Cranberry sauce is a classic holiday side dish that is often loaded with sugar. However, it is possible to make a delicious and healthy cranberry sauce without any added sugar. This article will provide you with a recipe for a simple sugar-free cranberry sauce that is perfect for your next holiday meal. The recipe is easy to follow and only requires a few ingredients. With just a little bit of time and effort, you can have a delicious and healthy cranberry sauce that everyone will enjoy.
Check out the recipes below so you can choose the best recipe for yourself!
SUGAR-FREE KETO CRANBERRY SAUCE
Steps:
- Combine the cranberries, water, erythritol, and orange zest in a medium saucepan. Bring to a boil, then reduce heat to a gentle simmer. Simmer for 10-15 minutes, until the cranberries pop and a sauce forms.
- Remove from heat. Stir in the vanilla extract.
Nutrition Facts : Calories 32 kcal, Carbohydrate 6 g, Fiber 2 g, Sugar 2 g, ServingSize 1 serving
SUGAR FREE CRANBERRY SAUCE
I use this for my diabetic friends who come on Thanksgiving and Christmas. I got this recipe from an Equal recipe card somewhere.
Provided by Darlene Summers
Categories Low Protein
Time 13m
Yield 2 cups, 4 serving(s)
Number Of Ingredients 3
Steps:
- Combine water and cranberries in a medium saucepan. Bring just to boiling; reduce heat.
- Boil gently, uncovered, over medium heat 8 minutes, stirring occasionally (skins will pop).
- Remove from heat mash slightly.
- Stir in Equal; cover and chill.
SUGAR FREE CRANBERRY SAUCE
I have not tried this recipe. I got this recipe from Bariatric Eating. Once you try this, you will make it to use as a dessert compote and topping for ricotta cheese or plain yogurt. It makes a beautiful crimson topping for my sugar free cheesecake, and is a gem of tart and sweet when a spoonful is placed on a slice of sugar free pumpkin pie. Each serving is 2 tablespoons.
Provided by internetnut
Categories Winter
Time 38m
Yield 2 cups, 6 serving(s)
Number Of Ingredients 4
Steps:
- Empty the preserves into a heavy saucepan and cook over medium low heat for 3 to 4 minutes until the preserves soften and melt. Add the cranberries and cinnamon; stirring constantly while mixture comes to a boil over medium high heat, cooking until berries begin to pop. Reduce temperature to low and simmer 15 to 20 minutes until sauce is glossy and thick - crushing the berries against the side of the pot with your wooden spoon. Stir in the Splenda and cook 5 more minutes before removing from heat to cool.
- Transfer cooled mixture to a covered bowl and chill until ready to serve.
Nutrition Facts : Calories 103.1, Fat 0.2, Sodium 1.2, Carbohydrate 37.9, Fiber 4.3, Sugar 23.9, Protein 0.4
Tips:
- Use fresh cranberries: Fresh cranberries have a brighter flavor and hold their shape better than frozen cranberries.

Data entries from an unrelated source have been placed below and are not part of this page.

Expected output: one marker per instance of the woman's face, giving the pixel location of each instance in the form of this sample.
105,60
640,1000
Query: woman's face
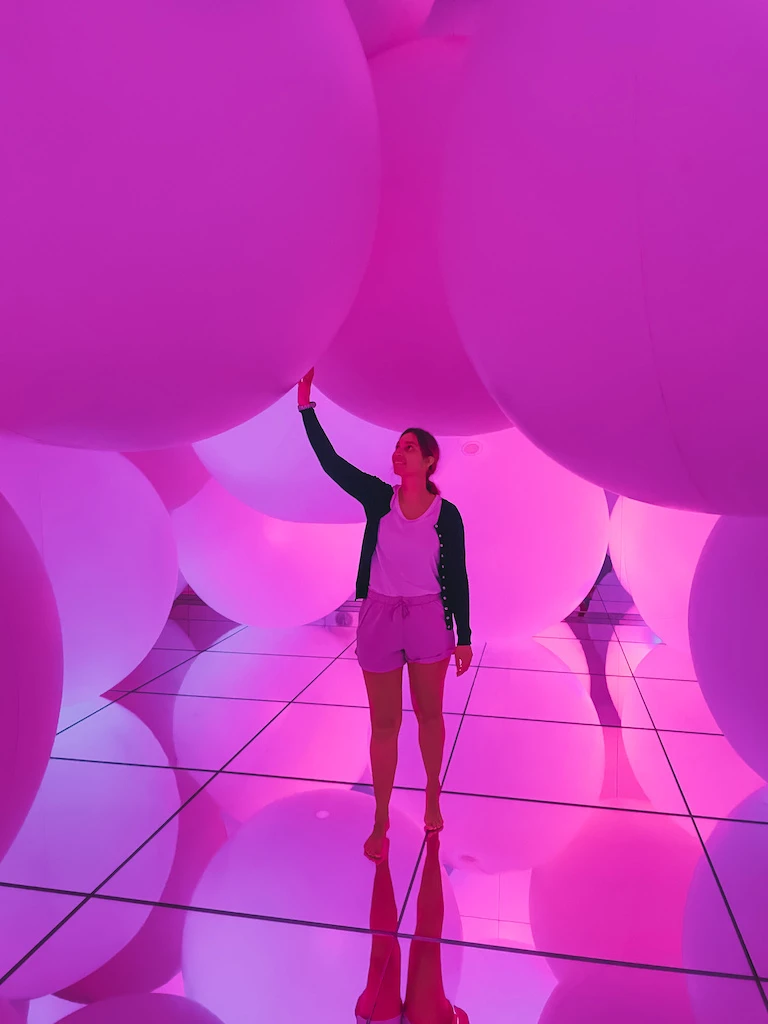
408,460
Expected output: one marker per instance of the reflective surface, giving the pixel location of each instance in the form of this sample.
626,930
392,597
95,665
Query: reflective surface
603,857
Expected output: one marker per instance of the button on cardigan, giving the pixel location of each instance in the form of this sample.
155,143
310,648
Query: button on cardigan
376,498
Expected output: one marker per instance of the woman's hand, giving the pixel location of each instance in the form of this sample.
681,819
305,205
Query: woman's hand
305,388
463,659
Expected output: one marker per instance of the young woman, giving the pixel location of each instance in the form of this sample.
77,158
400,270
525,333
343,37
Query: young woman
413,578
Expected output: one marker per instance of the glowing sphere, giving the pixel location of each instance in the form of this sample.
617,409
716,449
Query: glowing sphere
153,957
606,241
738,851
299,859
382,24
324,742
537,535
397,359
86,819
728,612
268,463
32,670
454,17
148,1009
108,547
188,204
655,552
495,836
608,994
616,892
177,474
259,570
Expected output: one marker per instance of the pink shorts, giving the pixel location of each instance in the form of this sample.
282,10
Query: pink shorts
397,631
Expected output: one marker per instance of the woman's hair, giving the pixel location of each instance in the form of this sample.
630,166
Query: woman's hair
429,450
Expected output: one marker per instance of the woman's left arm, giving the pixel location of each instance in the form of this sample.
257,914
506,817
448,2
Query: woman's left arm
460,582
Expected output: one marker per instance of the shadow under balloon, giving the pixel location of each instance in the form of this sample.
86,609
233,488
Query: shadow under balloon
425,1000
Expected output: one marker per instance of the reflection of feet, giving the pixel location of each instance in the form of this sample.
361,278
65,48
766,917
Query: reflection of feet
377,844
432,817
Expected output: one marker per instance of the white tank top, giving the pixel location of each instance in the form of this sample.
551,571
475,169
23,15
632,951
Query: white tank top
407,556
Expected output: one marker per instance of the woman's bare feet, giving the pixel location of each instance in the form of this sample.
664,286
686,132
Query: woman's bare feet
377,845
432,816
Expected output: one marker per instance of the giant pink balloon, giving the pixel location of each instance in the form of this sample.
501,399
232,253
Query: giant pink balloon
147,1009
86,819
187,207
728,612
397,360
382,24
654,552
32,672
616,892
263,571
268,463
606,240
536,534
177,474
108,546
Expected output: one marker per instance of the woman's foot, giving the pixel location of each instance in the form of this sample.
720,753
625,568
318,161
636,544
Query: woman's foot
432,816
376,846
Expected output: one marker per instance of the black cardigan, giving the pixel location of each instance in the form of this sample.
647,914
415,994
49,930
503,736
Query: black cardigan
376,498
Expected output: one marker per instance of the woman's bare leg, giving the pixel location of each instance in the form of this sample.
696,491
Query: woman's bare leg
427,685
385,700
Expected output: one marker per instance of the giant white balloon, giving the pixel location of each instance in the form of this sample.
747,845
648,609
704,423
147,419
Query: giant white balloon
259,570
268,463
606,240
728,613
86,820
536,534
397,359
654,552
32,671
189,199
107,543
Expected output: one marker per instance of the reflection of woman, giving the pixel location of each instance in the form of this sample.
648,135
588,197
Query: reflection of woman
426,1001
413,577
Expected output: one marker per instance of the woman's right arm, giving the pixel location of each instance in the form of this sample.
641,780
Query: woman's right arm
359,485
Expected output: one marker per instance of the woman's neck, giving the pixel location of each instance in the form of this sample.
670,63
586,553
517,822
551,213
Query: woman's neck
414,487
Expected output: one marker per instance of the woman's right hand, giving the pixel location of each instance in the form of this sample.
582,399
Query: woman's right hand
305,388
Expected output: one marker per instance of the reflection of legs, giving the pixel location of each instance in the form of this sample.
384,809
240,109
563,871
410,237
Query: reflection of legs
427,684
425,997
385,699
382,995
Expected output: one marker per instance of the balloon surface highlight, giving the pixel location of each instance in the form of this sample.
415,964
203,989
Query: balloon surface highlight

- Don't overcook the sauce: Overcooked cranberry sauce will be mushy and lose its tart flavor.
- Add sweetness to taste: The amount of sweetener you add to the sauce will depend on your personal preference. You can use sugar, honey, maple syrup, or another sweetener of your choice.
- Add spices for flavor: Spices such as cinnamon, nutmeg, and cloves can add a warm and festive flavor to the sauce.
- Serve warm or cold: Cranberry sauce can be served warm or cold. Warm sauce is a great addition to roasted turkey or chicken, while cold sauce can be used as a topping for yogurt or oatmeal.
Conclusion:
Sugar-free cranberry sauce is a delicious and healthy way to enjoy this holiday staple. It's easy to make and can be tailored to your own taste preferences. Whether you like it tart, sweet, or spicy, there's a sugar-free cranberry sauce recipe out there for you. So this holiday season, ditch the store-bought cranberry sauce and make your own sugar-free version instead.